A calendar is merely a way of tracking the passage of time, allowing us corporately to arrange our lives, activities, and obligations. Within our day-to-day lives, we regularly follow many calendars simultaneously, e.g., academic calendars, civic calendars, fiscal calendars, etc. Each calendar speaks to some part of us. Each calendar seeks to conform our lives to its rhythms, its practices, its deadlines, its celebrations, its peculiarities. These rhythms, practices, deadlines, celebrations, and peculiarities shape who we are and how we see the world. (To experience the tangible reality of how our different calendars shape us and how we see the world, try calling my uncle—who is a CPA—for a casual chat the first few weeks of April. The tax calendar not only shapes what he does, what he talks about, how he sees the world, but, also, when he eats, when he sleeps, and his general wellbeing.)
Calendars are powerful, meaning making, and life shaping.
The liturgical calendar, like other calendars, is a calendar intending to track the passage of time according to a certain rhythm with its accompanying practices and celebrations. This rhythm derives from the salvation narrative retold by the people called church with practices and celebrations meant to incarnate that story in our lives and our lives in it. As such, the story is made present in the world and our lives, ever so slowly, conform to the shape and character of that story through our regular performance of the narrative.
Most significantly, like any good story, this salvation narrative and its scheduled performance draw us out of ourselves and our own stories into a larger, transcendent story. At this time of the year with all that there is to distract and consume us, being reminded that our lives are part of a larger story is essential to getting us beyond ourselves.
While in college, I remember well the sense that all the anticipation and celebrations connected to the Christmas season could not possibly begin (or at least enjoyed) until after all my final exams and papers were completed. The academic calendar dominated everything about my life. I planned trips, scheduled work, and generally organized my life according to when classes took place, papers were due, and semesters ended. Everything outside that schedule was secondary. At the end of the fall term, I could hardly even listen to Christmas music on the radio for fear that the songs would inappropriately transport me to thoughts of carolers and hot drinks and family gatherings and Christmas trees and midnight services.
Yet, I did not realize that exactly what my life needed was transporting. I was consumed by my studies. I did not consume them. And, in the fury to accomplish all that was required, I missed the chance to reflect on much beyond my own life and work and studies. Such a life, I would discover, is wrapped far too tightly upon itself.

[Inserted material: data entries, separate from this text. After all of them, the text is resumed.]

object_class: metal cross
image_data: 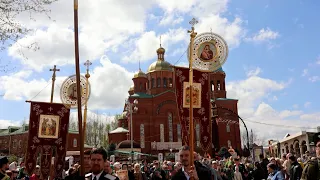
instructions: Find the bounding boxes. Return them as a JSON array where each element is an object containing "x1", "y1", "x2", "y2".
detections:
[
  {"x1": 84, "y1": 60, "x2": 92, "y2": 70},
  {"x1": 189, "y1": 18, "x2": 199, "y2": 27}
]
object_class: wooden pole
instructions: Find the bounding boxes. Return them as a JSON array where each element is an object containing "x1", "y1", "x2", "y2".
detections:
[
  {"x1": 188, "y1": 18, "x2": 197, "y2": 180},
  {"x1": 74, "y1": 0, "x2": 84, "y2": 176},
  {"x1": 83, "y1": 60, "x2": 92, "y2": 144},
  {"x1": 50, "y1": 65, "x2": 60, "y2": 103}
]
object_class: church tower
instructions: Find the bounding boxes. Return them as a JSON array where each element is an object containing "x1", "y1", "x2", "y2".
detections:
[
  {"x1": 129, "y1": 67, "x2": 148, "y2": 93},
  {"x1": 209, "y1": 68, "x2": 227, "y2": 99},
  {"x1": 147, "y1": 44, "x2": 173, "y2": 95}
]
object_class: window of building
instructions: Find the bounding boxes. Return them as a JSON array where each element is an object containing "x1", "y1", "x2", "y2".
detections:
[
  {"x1": 140, "y1": 124, "x2": 145, "y2": 148},
  {"x1": 226, "y1": 124, "x2": 230, "y2": 132},
  {"x1": 151, "y1": 78, "x2": 156, "y2": 88},
  {"x1": 160, "y1": 124, "x2": 164, "y2": 142},
  {"x1": 169, "y1": 78, "x2": 173, "y2": 87},
  {"x1": 196, "y1": 124, "x2": 200, "y2": 147},
  {"x1": 177, "y1": 124, "x2": 181, "y2": 142},
  {"x1": 210, "y1": 81, "x2": 214, "y2": 91},
  {"x1": 157, "y1": 78, "x2": 161, "y2": 87},
  {"x1": 73, "y1": 138, "x2": 78, "y2": 147},
  {"x1": 168, "y1": 112, "x2": 173, "y2": 142},
  {"x1": 228, "y1": 140, "x2": 231, "y2": 147},
  {"x1": 163, "y1": 78, "x2": 168, "y2": 87}
]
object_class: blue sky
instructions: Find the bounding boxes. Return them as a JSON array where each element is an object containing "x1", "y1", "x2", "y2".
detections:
[{"x1": 0, "y1": 0, "x2": 320, "y2": 138}]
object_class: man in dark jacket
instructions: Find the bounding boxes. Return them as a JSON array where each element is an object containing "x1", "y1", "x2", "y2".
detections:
[
  {"x1": 172, "y1": 146, "x2": 211, "y2": 180},
  {"x1": 289, "y1": 155, "x2": 302, "y2": 180}
]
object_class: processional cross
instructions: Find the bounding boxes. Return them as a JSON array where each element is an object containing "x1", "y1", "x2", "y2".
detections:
[{"x1": 50, "y1": 65, "x2": 60, "y2": 103}]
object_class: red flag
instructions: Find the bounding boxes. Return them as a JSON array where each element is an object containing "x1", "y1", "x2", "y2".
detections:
[
  {"x1": 26, "y1": 102, "x2": 70, "y2": 179},
  {"x1": 175, "y1": 67, "x2": 212, "y2": 151}
]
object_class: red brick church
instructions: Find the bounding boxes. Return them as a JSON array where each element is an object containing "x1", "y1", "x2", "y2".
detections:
[{"x1": 109, "y1": 44, "x2": 241, "y2": 156}]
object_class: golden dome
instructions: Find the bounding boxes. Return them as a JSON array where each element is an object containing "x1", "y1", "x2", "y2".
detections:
[
  {"x1": 148, "y1": 59, "x2": 173, "y2": 73},
  {"x1": 157, "y1": 46, "x2": 166, "y2": 54},
  {"x1": 133, "y1": 69, "x2": 147, "y2": 78},
  {"x1": 129, "y1": 85, "x2": 134, "y2": 91}
]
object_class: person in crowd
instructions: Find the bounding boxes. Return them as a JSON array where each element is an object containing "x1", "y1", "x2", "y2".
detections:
[
  {"x1": 289, "y1": 155, "x2": 302, "y2": 180},
  {"x1": 267, "y1": 163, "x2": 284, "y2": 180},
  {"x1": 86, "y1": 148, "x2": 116, "y2": 180},
  {"x1": 133, "y1": 164, "x2": 147, "y2": 180},
  {"x1": 30, "y1": 165, "x2": 41, "y2": 180},
  {"x1": 0, "y1": 156, "x2": 10, "y2": 180},
  {"x1": 172, "y1": 146, "x2": 211, "y2": 180},
  {"x1": 301, "y1": 139, "x2": 320, "y2": 180}
]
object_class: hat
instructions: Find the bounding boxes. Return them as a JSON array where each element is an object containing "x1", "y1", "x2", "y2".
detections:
[
  {"x1": 113, "y1": 162, "x2": 121, "y2": 169},
  {"x1": 0, "y1": 156, "x2": 9, "y2": 166}
]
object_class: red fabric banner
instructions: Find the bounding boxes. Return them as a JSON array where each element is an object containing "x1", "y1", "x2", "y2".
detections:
[
  {"x1": 175, "y1": 67, "x2": 212, "y2": 152},
  {"x1": 26, "y1": 102, "x2": 70, "y2": 179}
]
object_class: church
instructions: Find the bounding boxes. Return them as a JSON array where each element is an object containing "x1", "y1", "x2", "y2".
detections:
[{"x1": 108, "y1": 45, "x2": 241, "y2": 157}]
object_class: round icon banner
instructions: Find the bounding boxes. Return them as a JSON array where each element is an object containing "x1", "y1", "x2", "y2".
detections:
[
  {"x1": 60, "y1": 75, "x2": 90, "y2": 108},
  {"x1": 188, "y1": 33, "x2": 228, "y2": 72}
]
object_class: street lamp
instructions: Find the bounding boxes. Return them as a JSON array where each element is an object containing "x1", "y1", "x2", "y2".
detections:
[{"x1": 126, "y1": 99, "x2": 138, "y2": 163}]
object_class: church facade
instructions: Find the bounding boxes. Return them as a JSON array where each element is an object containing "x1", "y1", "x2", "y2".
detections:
[{"x1": 109, "y1": 46, "x2": 241, "y2": 156}]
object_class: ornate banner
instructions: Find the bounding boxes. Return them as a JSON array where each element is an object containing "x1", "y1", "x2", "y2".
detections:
[
  {"x1": 26, "y1": 102, "x2": 70, "y2": 179},
  {"x1": 175, "y1": 67, "x2": 211, "y2": 151}
]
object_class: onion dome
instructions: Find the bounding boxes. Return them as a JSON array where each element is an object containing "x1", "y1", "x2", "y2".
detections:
[
  {"x1": 133, "y1": 69, "x2": 147, "y2": 78},
  {"x1": 117, "y1": 140, "x2": 141, "y2": 149},
  {"x1": 148, "y1": 45, "x2": 173, "y2": 73}
]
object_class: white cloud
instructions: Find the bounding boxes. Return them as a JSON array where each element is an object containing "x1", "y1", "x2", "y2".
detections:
[
  {"x1": 304, "y1": 102, "x2": 311, "y2": 108},
  {"x1": 292, "y1": 104, "x2": 299, "y2": 109},
  {"x1": 9, "y1": 0, "x2": 153, "y2": 71},
  {"x1": 309, "y1": 76, "x2": 320, "y2": 82},
  {"x1": 302, "y1": 69, "x2": 309, "y2": 76},
  {"x1": 0, "y1": 119, "x2": 22, "y2": 129},
  {"x1": 246, "y1": 67, "x2": 262, "y2": 77},
  {"x1": 159, "y1": 13, "x2": 183, "y2": 26},
  {"x1": 246, "y1": 27, "x2": 280, "y2": 42},
  {"x1": 123, "y1": 28, "x2": 188, "y2": 63},
  {"x1": 0, "y1": 56, "x2": 133, "y2": 110}
]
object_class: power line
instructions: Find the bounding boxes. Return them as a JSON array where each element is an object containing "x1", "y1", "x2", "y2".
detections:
[{"x1": 241, "y1": 120, "x2": 317, "y2": 129}]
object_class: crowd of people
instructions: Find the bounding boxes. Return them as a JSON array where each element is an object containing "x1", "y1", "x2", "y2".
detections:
[{"x1": 0, "y1": 141, "x2": 320, "y2": 180}]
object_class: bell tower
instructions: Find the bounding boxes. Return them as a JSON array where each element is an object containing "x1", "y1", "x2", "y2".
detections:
[
  {"x1": 132, "y1": 62, "x2": 148, "y2": 93},
  {"x1": 209, "y1": 68, "x2": 227, "y2": 99}
]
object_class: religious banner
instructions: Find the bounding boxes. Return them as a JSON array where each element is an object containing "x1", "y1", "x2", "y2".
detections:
[
  {"x1": 175, "y1": 67, "x2": 211, "y2": 151},
  {"x1": 25, "y1": 102, "x2": 70, "y2": 179}
]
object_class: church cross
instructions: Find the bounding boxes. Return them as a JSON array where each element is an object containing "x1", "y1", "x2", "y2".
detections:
[
  {"x1": 43, "y1": 152, "x2": 50, "y2": 162},
  {"x1": 48, "y1": 106, "x2": 53, "y2": 112},
  {"x1": 50, "y1": 65, "x2": 60, "y2": 103},
  {"x1": 189, "y1": 18, "x2": 199, "y2": 27},
  {"x1": 84, "y1": 60, "x2": 92, "y2": 70}
]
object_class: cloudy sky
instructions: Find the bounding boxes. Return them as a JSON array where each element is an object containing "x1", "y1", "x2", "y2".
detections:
[{"x1": 0, "y1": 0, "x2": 320, "y2": 139}]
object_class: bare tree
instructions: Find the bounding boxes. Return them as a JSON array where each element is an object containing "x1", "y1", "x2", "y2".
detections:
[{"x1": 0, "y1": 0, "x2": 58, "y2": 71}]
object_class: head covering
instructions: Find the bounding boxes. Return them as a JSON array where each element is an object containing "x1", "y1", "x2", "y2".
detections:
[{"x1": 0, "y1": 156, "x2": 9, "y2": 166}]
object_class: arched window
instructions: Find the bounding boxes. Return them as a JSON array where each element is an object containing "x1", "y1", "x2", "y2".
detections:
[
  {"x1": 217, "y1": 80, "x2": 221, "y2": 91},
  {"x1": 169, "y1": 78, "x2": 173, "y2": 87},
  {"x1": 228, "y1": 140, "x2": 232, "y2": 147},
  {"x1": 151, "y1": 78, "x2": 156, "y2": 88},
  {"x1": 140, "y1": 124, "x2": 145, "y2": 148},
  {"x1": 73, "y1": 138, "x2": 78, "y2": 147},
  {"x1": 210, "y1": 81, "x2": 214, "y2": 91},
  {"x1": 157, "y1": 78, "x2": 161, "y2": 87},
  {"x1": 226, "y1": 124, "x2": 230, "y2": 132},
  {"x1": 177, "y1": 124, "x2": 181, "y2": 142},
  {"x1": 163, "y1": 78, "x2": 168, "y2": 87},
  {"x1": 168, "y1": 112, "x2": 173, "y2": 142}
]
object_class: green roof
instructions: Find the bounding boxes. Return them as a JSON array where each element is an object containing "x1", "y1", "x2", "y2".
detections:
[
  {"x1": 211, "y1": 98, "x2": 238, "y2": 102},
  {"x1": 130, "y1": 93, "x2": 153, "y2": 98},
  {"x1": 0, "y1": 124, "x2": 79, "y2": 136}
]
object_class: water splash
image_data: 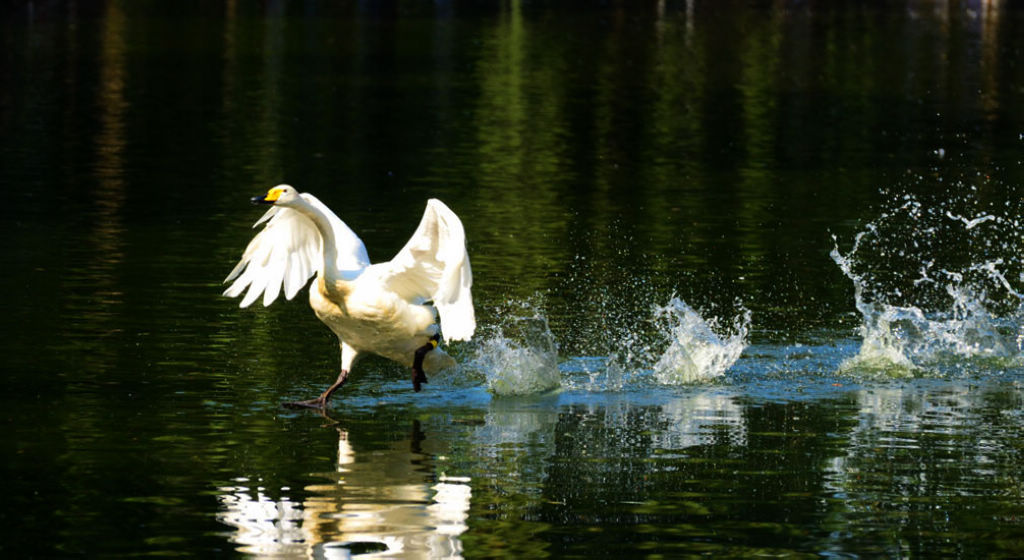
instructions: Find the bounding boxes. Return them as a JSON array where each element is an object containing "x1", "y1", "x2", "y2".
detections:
[
  {"x1": 653, "y1": 298, "x2": 751, "y2": 385},
  {"x1": 468, "y1": 297, "x2": 751, "y2": 396},
  {"x1": 473, "y1": 303, "x2": 561, "y2": 396},
  {"x1": 831, "y1": 190, "x2": 1024, "y2": 376}
]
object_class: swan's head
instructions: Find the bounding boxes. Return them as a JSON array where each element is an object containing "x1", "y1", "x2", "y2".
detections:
[{"x1": 253, "y1": 184, "x2": 299, "y2": 206}]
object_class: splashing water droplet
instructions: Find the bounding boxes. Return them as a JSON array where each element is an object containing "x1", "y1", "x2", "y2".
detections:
[
  {"x1": 473, "y1": 304, "x2": 561, "y2": 396},
  {"x1": 654, "y1": 298, "x2": 751, "y2": 385},
  {"x1": 831, "y1": 189, "x2": 1024, "y2": 376}
]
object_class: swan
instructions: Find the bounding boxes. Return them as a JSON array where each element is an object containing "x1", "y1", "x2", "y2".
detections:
[{"x1": 223, "y1": 184, "x2": 476, "y2": 410}]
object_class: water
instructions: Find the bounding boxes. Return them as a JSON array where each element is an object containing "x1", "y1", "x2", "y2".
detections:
[{"x1": 0, "y1": 0, "x2": 1024, "y2": 558}]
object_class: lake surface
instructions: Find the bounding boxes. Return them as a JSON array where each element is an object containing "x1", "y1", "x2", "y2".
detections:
[{"x1": 0, "y1": 0, "x2": 1024, "y2": 558}]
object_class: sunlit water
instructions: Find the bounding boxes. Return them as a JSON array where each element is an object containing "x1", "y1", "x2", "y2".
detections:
[{"x1": 6, "y1": 0, "x2": 1024, "y2": 558}]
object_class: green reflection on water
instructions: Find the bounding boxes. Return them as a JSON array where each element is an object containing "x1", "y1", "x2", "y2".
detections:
[{"x1": 6, "y1": 1, "x2": 1024, "y2": 557}]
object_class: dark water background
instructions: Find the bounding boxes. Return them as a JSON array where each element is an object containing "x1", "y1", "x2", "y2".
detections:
[{"x1": 0, "y1": 0, "x2": 1024, "y2": 558}]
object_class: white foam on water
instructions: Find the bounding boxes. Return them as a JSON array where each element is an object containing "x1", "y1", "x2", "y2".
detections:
[
  {"x1": 831, "y1": 189, "x2": 1024, "y2": 376},
  {"x1": 473, "y1": 304, "x2": 561, "y2": 396},
  {"x1": 469, "y1": 297, "x2": 751, "y2": 396},
  {"x1": 653, "y1": 298, "x2": 751, "y2": 385}
]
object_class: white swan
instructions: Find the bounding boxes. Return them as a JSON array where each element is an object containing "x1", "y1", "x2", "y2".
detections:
[{"x1": 224, "y1": 184, "x2": 476, "y2": 408}]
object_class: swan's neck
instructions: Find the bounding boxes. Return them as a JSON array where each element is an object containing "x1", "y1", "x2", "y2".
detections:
[{"x1": 293, "y1": 198, "x2": 349, "y2": 293}]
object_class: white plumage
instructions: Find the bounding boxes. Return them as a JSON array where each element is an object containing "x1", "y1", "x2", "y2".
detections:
[{"x1": 224, "y1": 185, "x2": 476, "y2": 407}]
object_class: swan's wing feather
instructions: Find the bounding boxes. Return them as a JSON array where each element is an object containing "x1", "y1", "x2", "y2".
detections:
[
  {"x1": 300, "y1": 192, "x2": 370, "y2": 270},
  {"x1": 381, "y1": 199, "x2": 476, "y2": 340},
  {"x1": 224, "y1": 207, "x2": 321, "y2": 307}
]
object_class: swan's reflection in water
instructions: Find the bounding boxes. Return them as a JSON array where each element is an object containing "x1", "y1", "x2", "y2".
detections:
[{"x1": 217, "y1": 424, "x2": 471, "y2": 559}]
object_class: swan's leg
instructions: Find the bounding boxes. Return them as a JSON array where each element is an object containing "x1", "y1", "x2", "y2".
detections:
[
  {"x1": 285, "y1": 342, "x2": 358, "y2": 408},
  {"x1": 413, "y1": 335, "x2": 441, "y2": 392},
  {"x1": 285, "y1": 370, "x2": 348, "y2": 408}
]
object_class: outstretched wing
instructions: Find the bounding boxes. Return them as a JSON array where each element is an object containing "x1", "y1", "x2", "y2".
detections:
[
  {"x1": 375, "y1": 199, "x2": 476, "y2": 340},
  {"x1": 224, "y1": 192, "x2": 370, "y2": 307}
]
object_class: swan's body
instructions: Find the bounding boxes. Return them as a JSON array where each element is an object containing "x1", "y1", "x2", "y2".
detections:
[{"x1": 224, "y1": 185, "x2": 476, "y2": 407}]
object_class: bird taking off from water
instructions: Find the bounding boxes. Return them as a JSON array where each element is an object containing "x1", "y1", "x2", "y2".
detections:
[{"x1": 224, "y1": 184, "x2": 476, "y2": 408}]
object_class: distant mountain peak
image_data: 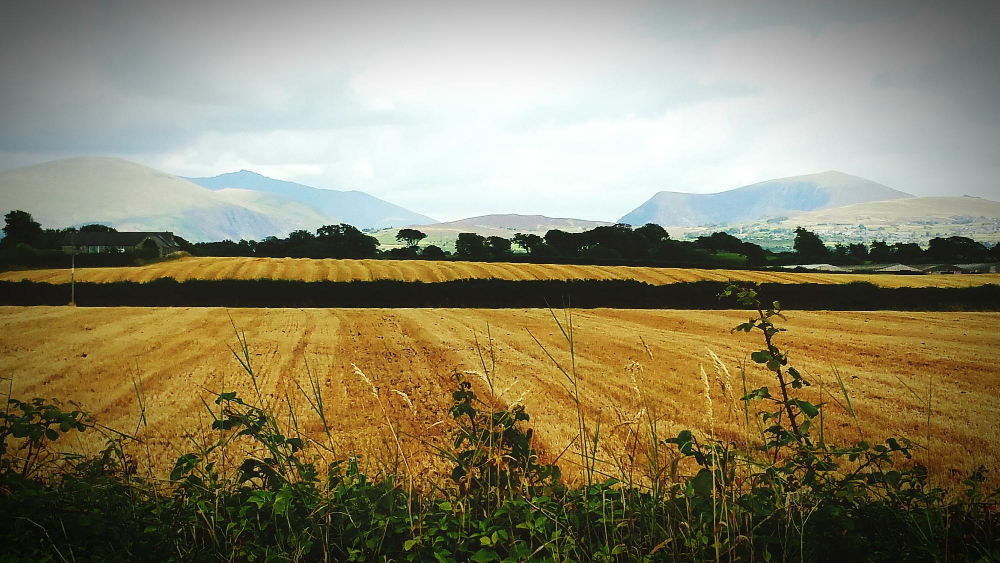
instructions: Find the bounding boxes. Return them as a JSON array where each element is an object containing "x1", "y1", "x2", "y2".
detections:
[
  {"x1": 619, "y1": 170, "x2": 913, "y2": 227},
  {"x1": 186, "y1": 169, "x2": 437, "y2": 229}
]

The very transcendent character of the liturgical calendar enables us to recognize that our lives are more than simply our own. The liturgical calendar reminds us that our lives are a gift, and, as a gift, they are meant to be given. Transcendence—this moving beyond ourselves, our parochial concerns, our immediate desires and wants—is one of the most precious presents offered during this season of celebration. Reminding us that our lives, through regular performance, are written into a larger, eternal, infinite narrative forces us beyond our own interests and toward the needs of others. That is no small feat, and it is no accident that generous giving is a natural outgrowth of such a transforming, transcending narrative.
This week at the college’s chapel service, we will celebrate the beginning of another year, marking the start of Advent, the imminence of Christmas, and the luminance of this season through the lighting of the college’s Christmas tree. In the midst of papers and lectures and exams and reports and meetings and everything else that consumes us this time of the year, I invite the entire campus to pause together on Wednesday evening at 7pm in the chapel to reflect on a story larger than ourselves, (through our participation in that story) to become a living part of the story, and (in sharing in that story’s transcendence) to transition our thoughts to those in need, those in war, those far from home, those without a home, those requiring love and life and light. For them and in some small, personal way, may we become this story of new life with its boundless new possibilities in this New Year.
See you in chapel on Wednesday and Happy New Year.